Date: May 7, 2010
Source: News Room
The EPA, after announcing that it plans to regulate coal ash, appears to be leaning toward designating it a hazardous waste, subject to subtitle C regulations under the Resource Conservation & Recovery Act (RCRA). In a May 4 press call, EPA noted that under a hazardous subtitle C approach, wet storage in surface impoundments would be phased out and closed, so that all coal ash would have to be stored in dry landfills after five years. Under a subtitle D approach, surface impoundments could be retrofitted to continue operations or else they would have to close within five years.
However, EPA also noted that it lacked federal enforcement authority for coal ash under the latter subtitle D (non-hazardous) approach. The agency also seems to be introducing a cost-benefit argument that favors a hazardous classification by estimating environmental benefits of between $87 billion and $102 billion over 50 years, compared to benefits under a D approach of between $35 billion and $42 billion.

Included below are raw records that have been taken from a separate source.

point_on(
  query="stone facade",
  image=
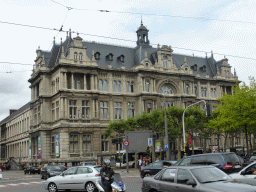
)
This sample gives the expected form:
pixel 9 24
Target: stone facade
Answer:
pixel 78 87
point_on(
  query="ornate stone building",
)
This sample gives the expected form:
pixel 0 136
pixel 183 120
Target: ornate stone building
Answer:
pixel 79 86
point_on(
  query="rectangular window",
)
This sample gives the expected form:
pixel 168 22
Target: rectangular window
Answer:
pixel 165 62
pixel 57 109
pixel 72 109
pixel 149 108
pixel 53 145
pixel 104 144
pixel 118 110
pixel 105 85
pixel 86 143
pixel 73 145
pixel 100 85
pixel 103 110
pixel 131 109
pixel 85 109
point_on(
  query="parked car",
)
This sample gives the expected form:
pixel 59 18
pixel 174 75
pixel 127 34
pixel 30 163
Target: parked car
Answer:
pixel 193 178
pixel 93 163
pixel 243 161
pixel 227 162
pixel 52 170
pixel 252 159
pixel 154 168
pixel 31 170
pixel 82 178
pixel 246 175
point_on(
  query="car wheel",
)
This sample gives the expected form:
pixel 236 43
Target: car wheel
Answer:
pixel 147 175
pixel 52 187
pixel 90 187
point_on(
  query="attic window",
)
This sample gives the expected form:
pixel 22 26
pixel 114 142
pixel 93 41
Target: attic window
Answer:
pixel 75 56
pixel 195 67
pixel 97 56
pixel 121 58
pixel 110 57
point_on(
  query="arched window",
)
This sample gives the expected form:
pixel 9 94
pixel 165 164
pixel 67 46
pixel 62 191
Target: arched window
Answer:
pixel 75 56
pixel 80 56
pixel 165 62
pixel 187 89
pixel 166 90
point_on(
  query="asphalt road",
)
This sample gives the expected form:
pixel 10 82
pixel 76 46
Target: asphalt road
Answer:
pixel 16 181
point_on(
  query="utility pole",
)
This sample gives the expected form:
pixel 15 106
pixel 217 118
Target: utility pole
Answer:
pixel 183 117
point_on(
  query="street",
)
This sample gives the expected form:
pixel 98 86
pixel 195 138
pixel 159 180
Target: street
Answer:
pixel 16 181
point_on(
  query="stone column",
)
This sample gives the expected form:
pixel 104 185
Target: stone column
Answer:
pixel 72 81
pixel 85 86
pixel 151 85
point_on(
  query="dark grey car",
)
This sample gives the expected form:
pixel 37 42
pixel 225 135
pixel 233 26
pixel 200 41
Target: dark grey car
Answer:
pixel 193 178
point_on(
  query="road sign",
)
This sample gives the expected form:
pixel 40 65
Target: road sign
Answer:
pixel 150 142
pixel 166 147
pixel 126 143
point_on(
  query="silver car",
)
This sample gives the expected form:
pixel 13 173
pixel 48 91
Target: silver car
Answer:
pixel 76 178
pixel 193 178
pixel 246 175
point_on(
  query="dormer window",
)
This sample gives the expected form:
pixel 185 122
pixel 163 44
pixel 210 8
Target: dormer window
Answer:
pixel 97 56
pixel 80 56
pixel 195 67
pixel 110 57
pixel 75 56
pixel 121 58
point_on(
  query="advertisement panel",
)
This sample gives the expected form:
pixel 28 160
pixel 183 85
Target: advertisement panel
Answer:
pixel 29 150
pixel 57 145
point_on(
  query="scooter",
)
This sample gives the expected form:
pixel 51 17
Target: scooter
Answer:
pixel 117 185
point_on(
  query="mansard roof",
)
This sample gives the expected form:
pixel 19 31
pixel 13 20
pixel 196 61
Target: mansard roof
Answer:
pixel 16 113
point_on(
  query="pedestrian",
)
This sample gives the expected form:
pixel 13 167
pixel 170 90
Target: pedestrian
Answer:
pixel 139 164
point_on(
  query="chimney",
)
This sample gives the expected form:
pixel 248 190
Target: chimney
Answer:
pixel 12 111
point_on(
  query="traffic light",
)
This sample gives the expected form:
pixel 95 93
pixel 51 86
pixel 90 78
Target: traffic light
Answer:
pixel 208 110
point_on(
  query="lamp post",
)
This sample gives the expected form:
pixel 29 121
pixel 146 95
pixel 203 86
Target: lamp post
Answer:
pixel 183 117
pixel 166 133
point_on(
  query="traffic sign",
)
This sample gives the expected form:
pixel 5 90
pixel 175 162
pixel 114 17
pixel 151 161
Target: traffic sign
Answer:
pixel 126 143
pixel 150 142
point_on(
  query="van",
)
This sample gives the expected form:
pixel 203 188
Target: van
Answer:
pixel 227 162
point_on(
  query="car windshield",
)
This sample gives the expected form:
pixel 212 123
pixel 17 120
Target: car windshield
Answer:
pixel 231 158
pixel 55 168
pixel 210 174
pixel 98 168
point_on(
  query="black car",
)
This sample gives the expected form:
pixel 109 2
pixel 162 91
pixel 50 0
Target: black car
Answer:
pixel 227 162
pixel 52 170
pixel 154 168
pixel 31 170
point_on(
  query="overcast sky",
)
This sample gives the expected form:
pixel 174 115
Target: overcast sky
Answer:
pixel 226 27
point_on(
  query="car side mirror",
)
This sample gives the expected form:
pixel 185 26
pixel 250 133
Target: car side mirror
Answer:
pixel 191 182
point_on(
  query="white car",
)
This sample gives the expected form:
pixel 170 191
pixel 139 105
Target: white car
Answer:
pixel 76 178
pixel 246 175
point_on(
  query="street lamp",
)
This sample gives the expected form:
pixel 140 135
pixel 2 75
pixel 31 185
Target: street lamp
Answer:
pixel 183 117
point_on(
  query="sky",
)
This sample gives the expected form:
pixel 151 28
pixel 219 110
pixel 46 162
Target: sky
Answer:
pixel 224 27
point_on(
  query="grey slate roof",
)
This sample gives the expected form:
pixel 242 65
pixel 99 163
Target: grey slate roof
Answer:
pixel 132 56
pixel 16 113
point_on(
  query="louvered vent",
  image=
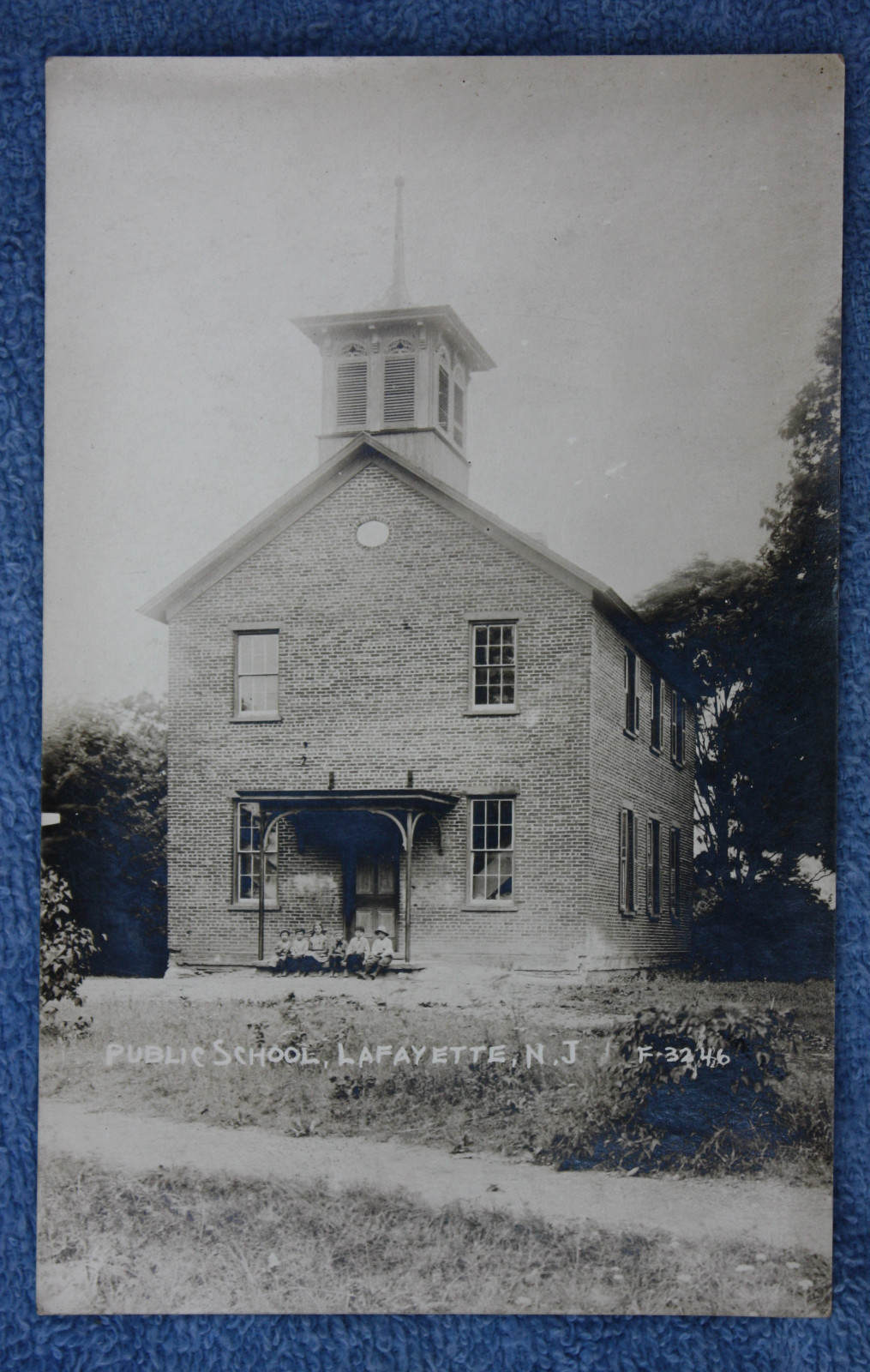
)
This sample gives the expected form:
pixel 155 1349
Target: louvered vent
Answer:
pixel 443 398
pixel 399 390
pixel 351 394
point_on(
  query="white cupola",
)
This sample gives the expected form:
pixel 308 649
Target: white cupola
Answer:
pixel 399 372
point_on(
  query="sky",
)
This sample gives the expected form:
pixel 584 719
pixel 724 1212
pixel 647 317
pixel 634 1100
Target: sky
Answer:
pixel 648 247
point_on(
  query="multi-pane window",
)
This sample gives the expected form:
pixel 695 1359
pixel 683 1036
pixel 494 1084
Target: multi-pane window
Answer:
pixel 678 729
pixel 399 374
pixel 627 862
pixel 655 711
pixel 459 415
pixel 247 857
pixel 633 700
pixel 653 868
pixel 443 398
pixel 493 665
pixel 257 672
pixel 491 848
pixel 674 875
pixel 351 394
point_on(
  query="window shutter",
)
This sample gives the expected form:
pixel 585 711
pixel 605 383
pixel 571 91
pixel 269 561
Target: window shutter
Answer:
pixel 399 388
pixel 674 875
pixel 351 394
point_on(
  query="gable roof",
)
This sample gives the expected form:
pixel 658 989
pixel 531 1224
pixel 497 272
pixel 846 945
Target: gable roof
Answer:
pixel 347 463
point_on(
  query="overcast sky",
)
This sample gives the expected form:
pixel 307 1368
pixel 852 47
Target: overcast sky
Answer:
pixel 648 247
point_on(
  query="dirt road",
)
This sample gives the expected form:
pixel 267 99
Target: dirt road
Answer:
pixel 770 1214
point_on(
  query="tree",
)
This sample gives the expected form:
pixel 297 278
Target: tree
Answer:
pixel 105 773
pixel 762 640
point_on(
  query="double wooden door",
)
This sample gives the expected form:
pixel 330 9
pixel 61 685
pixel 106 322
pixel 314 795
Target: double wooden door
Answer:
pixel 376 895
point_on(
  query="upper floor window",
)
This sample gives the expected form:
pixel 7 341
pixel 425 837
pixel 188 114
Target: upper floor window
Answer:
pixel 655 711
pixel 633 700
pixel 627 862
pixel 247 857
pixel 257 672
pixel 678 729
pixel 491 848
pixel 399 377
pixel 351 388
pixel 493 665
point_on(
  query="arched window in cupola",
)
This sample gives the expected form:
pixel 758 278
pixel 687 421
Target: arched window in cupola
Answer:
pixel 351 388
pixel 443 391
pixel 399 379
pixel 459 406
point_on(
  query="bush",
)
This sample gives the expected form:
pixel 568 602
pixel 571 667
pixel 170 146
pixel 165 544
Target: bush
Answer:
pixel 65 947
pixel 694 1088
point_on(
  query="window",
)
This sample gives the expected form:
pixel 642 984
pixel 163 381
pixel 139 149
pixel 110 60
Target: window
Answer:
pixel 655 713
pixel 674 875
pixel 459 415
pixel 653 869
pixel 247 857
pixel 678 729
pixel 627 862
pixel 633 700
pixel 353 379
pixel 399 375
pixel 493 665
pixel 491 848
pixel 443 398
pixel 257 672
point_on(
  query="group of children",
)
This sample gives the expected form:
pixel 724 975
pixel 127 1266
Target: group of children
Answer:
pixel 299 957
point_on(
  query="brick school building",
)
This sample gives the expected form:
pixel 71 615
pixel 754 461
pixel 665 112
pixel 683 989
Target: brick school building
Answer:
pixel 388 707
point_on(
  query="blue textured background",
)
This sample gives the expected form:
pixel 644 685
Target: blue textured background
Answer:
pixel 32 31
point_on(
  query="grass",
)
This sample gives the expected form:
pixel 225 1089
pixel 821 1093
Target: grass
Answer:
pixel 175 1242
pixel 552 1115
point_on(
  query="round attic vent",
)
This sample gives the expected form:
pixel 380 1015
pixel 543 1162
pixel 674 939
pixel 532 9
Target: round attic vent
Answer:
pixel 374 533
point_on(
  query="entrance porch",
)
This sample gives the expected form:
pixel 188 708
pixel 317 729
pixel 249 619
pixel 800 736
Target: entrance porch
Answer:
pixel 375 833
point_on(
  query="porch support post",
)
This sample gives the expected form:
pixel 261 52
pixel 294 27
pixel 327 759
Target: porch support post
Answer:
pixel 409 844
pixel 261 923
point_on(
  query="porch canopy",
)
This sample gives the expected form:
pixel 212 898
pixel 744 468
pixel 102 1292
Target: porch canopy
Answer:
pixel 405 809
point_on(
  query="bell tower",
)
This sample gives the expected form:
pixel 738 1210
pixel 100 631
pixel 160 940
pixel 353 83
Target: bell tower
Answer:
pixel 399 372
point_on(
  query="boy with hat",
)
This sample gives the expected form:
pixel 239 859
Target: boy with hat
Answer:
pixel 381 953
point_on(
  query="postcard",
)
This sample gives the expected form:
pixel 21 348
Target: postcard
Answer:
pixel 440 685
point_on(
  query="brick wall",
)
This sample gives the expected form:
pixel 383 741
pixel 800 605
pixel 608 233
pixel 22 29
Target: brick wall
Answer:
pixel 629 774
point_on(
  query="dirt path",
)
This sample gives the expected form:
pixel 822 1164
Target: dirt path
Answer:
pixel 770 1214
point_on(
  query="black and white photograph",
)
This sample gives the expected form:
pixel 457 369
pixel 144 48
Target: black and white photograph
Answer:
pixel 440 689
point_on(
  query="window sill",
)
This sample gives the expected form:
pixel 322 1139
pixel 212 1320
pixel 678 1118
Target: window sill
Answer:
pixel 504 907
pixel 495 711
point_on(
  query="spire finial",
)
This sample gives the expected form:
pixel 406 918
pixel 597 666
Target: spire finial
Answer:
pixel 399 290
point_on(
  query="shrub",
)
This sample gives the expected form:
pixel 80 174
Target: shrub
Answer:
pixel 705 1087
pixel 65 947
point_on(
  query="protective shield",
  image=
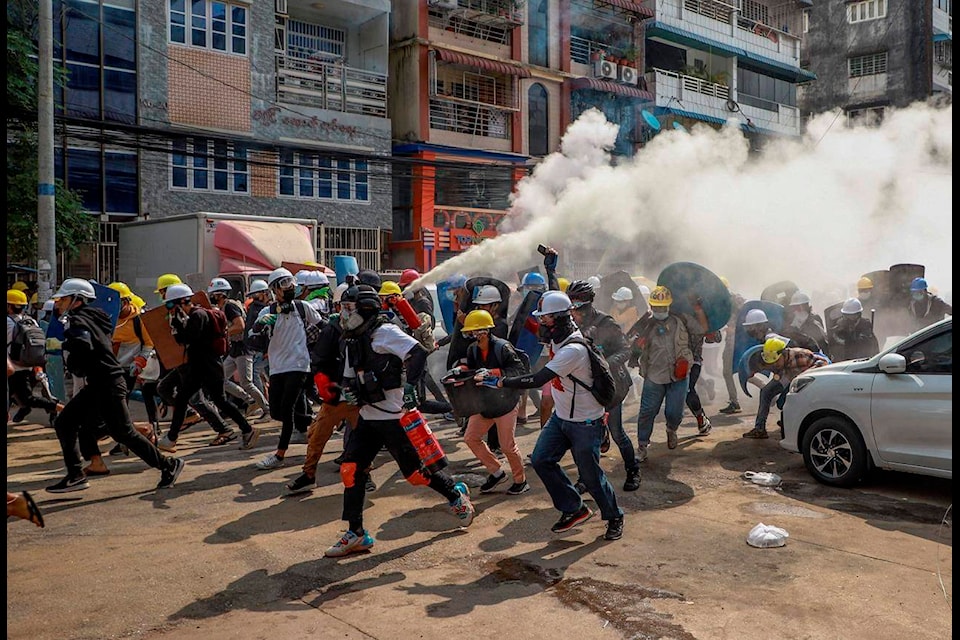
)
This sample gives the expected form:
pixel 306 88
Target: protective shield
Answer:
pixel 609 285
pixel 688 281
pixel 742 340
pixel 780 292
pixel 523 333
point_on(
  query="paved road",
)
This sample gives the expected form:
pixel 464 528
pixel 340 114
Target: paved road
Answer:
pixel 222 555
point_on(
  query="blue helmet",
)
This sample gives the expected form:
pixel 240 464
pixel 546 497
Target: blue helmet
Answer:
pixel 533 279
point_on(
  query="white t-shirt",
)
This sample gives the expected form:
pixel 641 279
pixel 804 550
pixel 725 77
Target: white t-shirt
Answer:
pixel 288 346
pixel 387 339
pixel 573 359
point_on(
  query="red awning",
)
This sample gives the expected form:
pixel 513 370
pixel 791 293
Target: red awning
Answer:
pixel 629 5
pixel 506 68
pixel 610 87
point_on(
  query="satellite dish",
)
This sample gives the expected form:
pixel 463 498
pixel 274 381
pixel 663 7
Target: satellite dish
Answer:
pixel 650 119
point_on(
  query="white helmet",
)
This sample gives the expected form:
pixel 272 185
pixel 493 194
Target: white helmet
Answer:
pixel 219 284
pixel 277 275
pixel 799 298
pixel 256 286
pixel 488 294
pixel 755 316
pixel 75 287
pixel 851 306
pixel 178 292
pixel 343 286
pixel 553 302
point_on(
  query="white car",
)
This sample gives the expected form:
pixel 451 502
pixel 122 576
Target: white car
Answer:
pixel 892 411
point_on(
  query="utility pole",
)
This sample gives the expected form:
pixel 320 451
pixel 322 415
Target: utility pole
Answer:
pixel 46 191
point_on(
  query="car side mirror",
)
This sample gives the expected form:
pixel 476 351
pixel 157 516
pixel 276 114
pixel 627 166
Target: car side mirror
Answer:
pixel 893 363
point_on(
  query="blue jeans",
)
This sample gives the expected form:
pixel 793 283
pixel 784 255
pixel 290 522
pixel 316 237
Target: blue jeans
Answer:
pixel 651 398
pixel 582 439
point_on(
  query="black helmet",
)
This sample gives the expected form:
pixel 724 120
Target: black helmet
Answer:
pixel 366 299
pixel 370 277
pixel 581 291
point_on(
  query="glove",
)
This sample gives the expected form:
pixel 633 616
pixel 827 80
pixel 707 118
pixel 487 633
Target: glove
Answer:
pixel 268 320
pixel 490 381
pixel 410 399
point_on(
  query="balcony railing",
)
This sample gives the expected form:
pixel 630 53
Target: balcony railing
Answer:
pixel 331 85
pixel 473 119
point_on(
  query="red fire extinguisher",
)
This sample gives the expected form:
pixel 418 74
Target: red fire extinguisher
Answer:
pixel 421 437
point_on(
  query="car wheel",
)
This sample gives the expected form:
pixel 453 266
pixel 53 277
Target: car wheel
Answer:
pixel 834 452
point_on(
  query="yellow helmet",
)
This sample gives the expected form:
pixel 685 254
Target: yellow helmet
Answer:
pixel 121 288
pixel 660 297
pixel 17 297
pixel 478 319
pixel 166 280
pixel 389 288
pixel 772 349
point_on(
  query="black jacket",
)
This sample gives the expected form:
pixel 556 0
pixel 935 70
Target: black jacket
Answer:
pixel 88 346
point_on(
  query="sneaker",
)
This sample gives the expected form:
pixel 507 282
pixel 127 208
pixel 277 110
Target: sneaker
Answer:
pixel 614 529
pixel 492 481
pixel 169 476
pixel 68 484
pixel 570 520
pixel 518 487
pixel 249 439
pixel 733 407
pixel 671 438
pixel 641 453
pixel 272 461
pixel 462 507
pixel 301 484
pixel 703 426
pixel 350 543
pixel 166 444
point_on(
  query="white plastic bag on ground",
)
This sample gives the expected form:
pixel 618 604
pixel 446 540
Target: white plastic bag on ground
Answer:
pixel 764 536
pixel 763 478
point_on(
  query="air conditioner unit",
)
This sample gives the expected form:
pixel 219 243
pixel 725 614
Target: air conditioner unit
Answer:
pixel 605 69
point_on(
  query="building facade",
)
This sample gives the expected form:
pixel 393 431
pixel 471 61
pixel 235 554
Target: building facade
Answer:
pixel 269 108
pixel 871 55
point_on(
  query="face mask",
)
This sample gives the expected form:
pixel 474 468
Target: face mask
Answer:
pixel 350 320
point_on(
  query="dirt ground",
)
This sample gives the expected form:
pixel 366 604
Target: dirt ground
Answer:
pixel 222 555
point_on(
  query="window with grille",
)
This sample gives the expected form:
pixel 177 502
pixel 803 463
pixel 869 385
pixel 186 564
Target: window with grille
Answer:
pixel 209 25
pixel 309 176
pixel 199 164
pixel 867 10
pixel 867 65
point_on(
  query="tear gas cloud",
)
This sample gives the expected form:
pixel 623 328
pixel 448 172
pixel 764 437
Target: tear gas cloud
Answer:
pixel 820 210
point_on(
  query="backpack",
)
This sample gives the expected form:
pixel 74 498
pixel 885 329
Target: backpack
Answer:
pixel 218 327
pixel 28 346
pixel 604 389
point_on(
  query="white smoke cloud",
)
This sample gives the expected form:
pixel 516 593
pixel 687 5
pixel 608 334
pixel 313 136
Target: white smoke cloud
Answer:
pixel 819 210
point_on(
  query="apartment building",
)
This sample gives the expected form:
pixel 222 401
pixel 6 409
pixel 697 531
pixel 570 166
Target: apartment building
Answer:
pixel 871 55
pixel 275 108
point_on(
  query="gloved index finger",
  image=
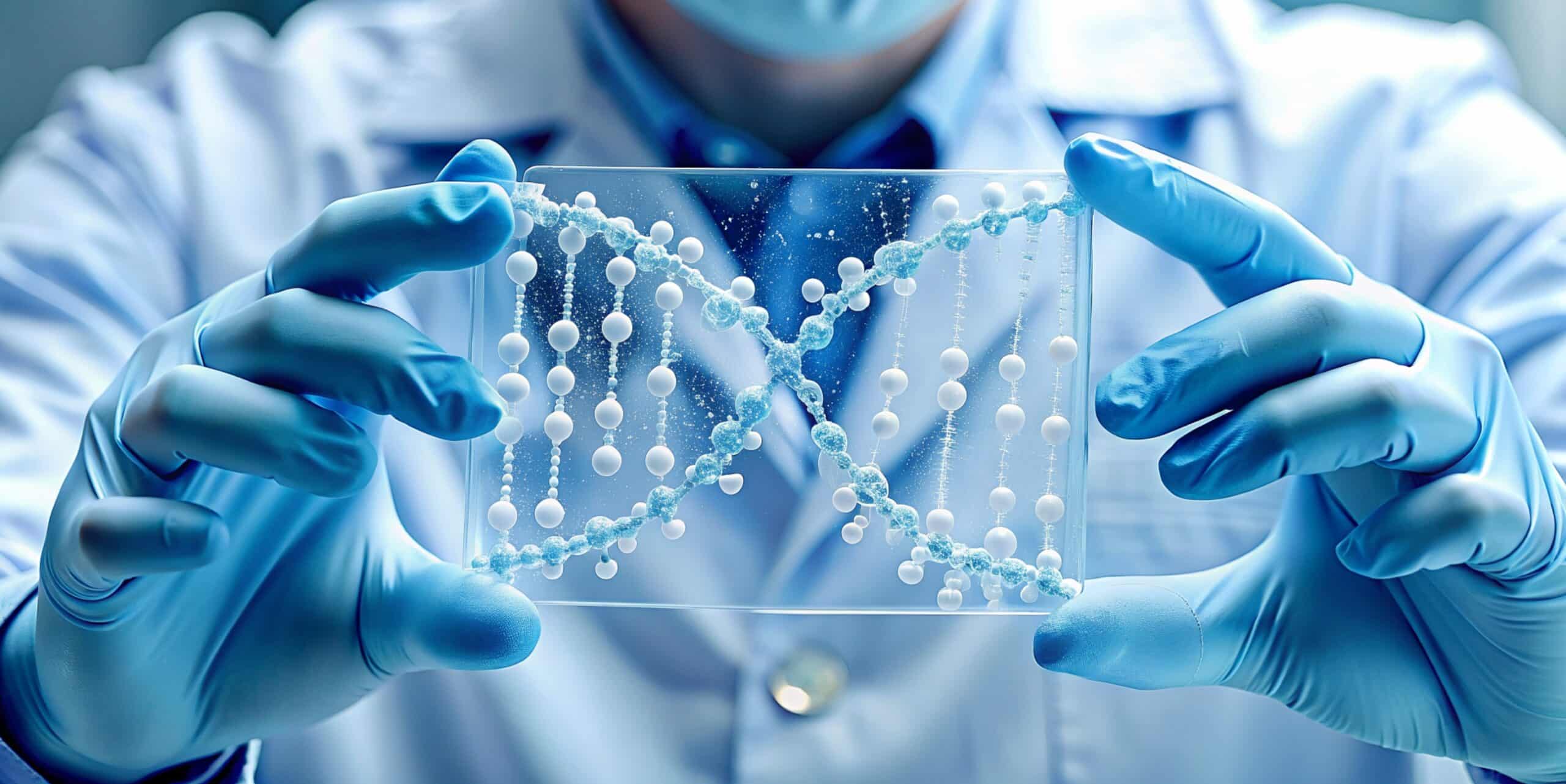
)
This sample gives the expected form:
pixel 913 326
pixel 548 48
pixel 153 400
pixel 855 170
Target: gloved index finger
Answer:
pixel 365 245
pixel 1241 243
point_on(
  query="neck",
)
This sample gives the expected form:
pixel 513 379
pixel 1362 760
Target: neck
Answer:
pixel 796 107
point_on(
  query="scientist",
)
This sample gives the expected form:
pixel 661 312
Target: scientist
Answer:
pixel 202 556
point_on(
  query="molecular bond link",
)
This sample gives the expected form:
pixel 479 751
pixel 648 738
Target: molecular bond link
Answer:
pixel 896 264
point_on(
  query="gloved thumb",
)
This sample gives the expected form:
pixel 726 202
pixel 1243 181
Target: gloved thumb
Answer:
pixel 1142 633
pixel 1158 633
pixel 1458 519
pixel 481 161
pixel 119 537
pixel 436 615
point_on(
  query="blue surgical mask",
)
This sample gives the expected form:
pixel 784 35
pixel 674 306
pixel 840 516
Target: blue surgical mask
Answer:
pixel 813 29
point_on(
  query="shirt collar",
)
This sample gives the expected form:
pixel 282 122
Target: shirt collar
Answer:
pixel 447 72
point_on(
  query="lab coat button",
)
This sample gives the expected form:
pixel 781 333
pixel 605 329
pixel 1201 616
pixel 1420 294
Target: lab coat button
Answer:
pixel 809 681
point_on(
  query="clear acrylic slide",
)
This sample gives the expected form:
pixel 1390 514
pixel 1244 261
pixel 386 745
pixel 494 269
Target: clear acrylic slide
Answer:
pixel 787 390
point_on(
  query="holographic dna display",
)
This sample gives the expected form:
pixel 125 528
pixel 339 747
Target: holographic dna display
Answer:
pixel 543 530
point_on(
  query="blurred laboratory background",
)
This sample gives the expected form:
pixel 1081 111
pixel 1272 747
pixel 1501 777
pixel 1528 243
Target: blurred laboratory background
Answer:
pixel 41 41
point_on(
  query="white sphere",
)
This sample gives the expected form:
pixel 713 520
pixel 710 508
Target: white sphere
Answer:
pixel 508 431
pixel 564 335
pixel 669 295
pixel 503 516
pixel 1011 418
pixel 944 207
pixel 1048 559
pixel 843 500
pixel 954 362
pixel 660 460
pixel 561 381
pixel 851 270
pixel 607 569
pixel 661 381
pixel 607 460
pixel 549 512
pixel 884 424
pixel 1012 367
pixel 572 240
pixel 1001 542
pixel 951 395
pixel 608 413
pixel 1050 508
pixel 1056 429
pixel 513 387
pixel 621 271
pixel 558 426
pixel 689 251
pixel 522 268
pixel 993 194
pixel 940 522
pixel 893 382
pixel 514 348
pixel 1062 349
pixel 616 328
pixel 1003 500
pixel 852 533
pixel 730 484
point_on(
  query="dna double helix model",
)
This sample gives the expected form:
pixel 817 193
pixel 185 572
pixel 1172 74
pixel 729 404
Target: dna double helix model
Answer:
pixel 895 265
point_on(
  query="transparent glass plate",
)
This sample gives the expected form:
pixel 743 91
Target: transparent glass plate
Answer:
pixel 787 390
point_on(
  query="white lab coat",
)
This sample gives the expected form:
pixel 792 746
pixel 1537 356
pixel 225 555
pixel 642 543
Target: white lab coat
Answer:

EPA estimates the costs to industry over the same time period to be $20.3 billion under subtitle C and $8.1 billion under subtitle D. Meanwhile, industry argues any hazardous designation would add enormous costs without commensurate environmental benefit and eliminate the beneficial reuse of coal ash in cement and other products.
On the press call, EPA Administrator Lisa Jackson acknowledged that the draft rule faced unprecedented scrutiny by White House Office of Management & Budget (OMB) regulatory review officials who held many meetings with opponents to the agency's hazardous approach, but she said it was time to officially propose the rule and "get on with this regulatory process."